The climax of it all being, naturally, the Battle of Waterloo, which Dwyer dresses in suitable flash and thunder but shifts just slightly (and very enjoyably, especially considering how often Bonaparte biographers simply present the flash and thunder and sit back with smiling pride) into the subjunctive, bringing things back persistently to the man who brought it all about - and along the way raising some fascinating what-if scenarios of the type that obsessed Bonaparte's lieutenants in their memoirs:
The astonishing thing about Waterloo is not so much that Napoleon lost the battle as his reaction to it. In all, 55,000-60,000 men were killed and wounded during that day in the space of a few square kilometres, along with 10,000 horses. But Napoleon still retained control over about 117,000 men in the north, yet he did not attempt to rally his troops, nor continue the fight and bring the battle to the enemy at another point. Blucher and Wellington did not co-ordinate their advance on France, so it is more than possible that, had Napoleon rallied his troops, he could have inflicted defeats on both armies separately in order to be in a stronger position to negotiate.
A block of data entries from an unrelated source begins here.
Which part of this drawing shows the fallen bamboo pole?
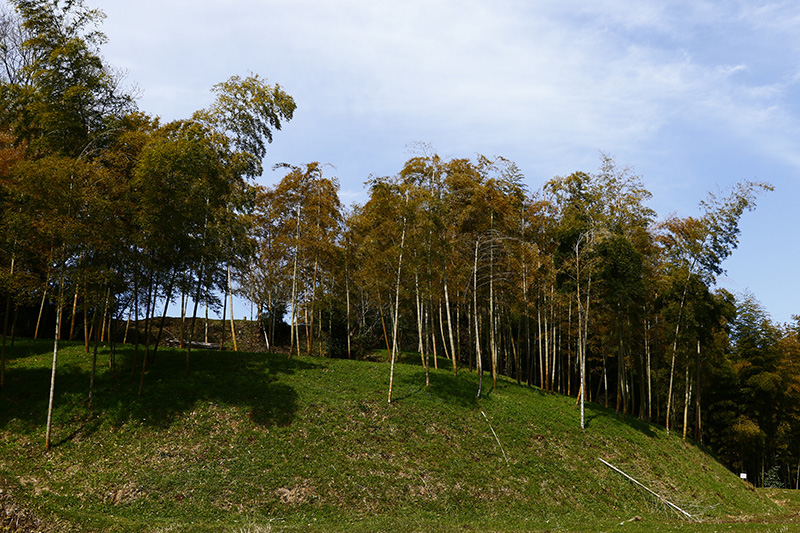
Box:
[598,457,694,520]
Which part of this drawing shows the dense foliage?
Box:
[0,0,800,488]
"Even if Napoleon had carried the day," Dwyer calmly and convincingly asserts, "it would not have made the slightest difference to his fate." That fate is rancorous final exile on the other side of the world while Europe tried to pull itself together after the chaos his megalomania had unleashed upon it, and Dwyer chronicles that chaos with verve and scrupulous care. Citizen Emperor on its own merits is a towering achievement, and in combination with its earlier volume it forms a biography of Napoleon Bonaparte that's unlikely to be bettered. The enormous work as a whole can't be recommended strongly enough.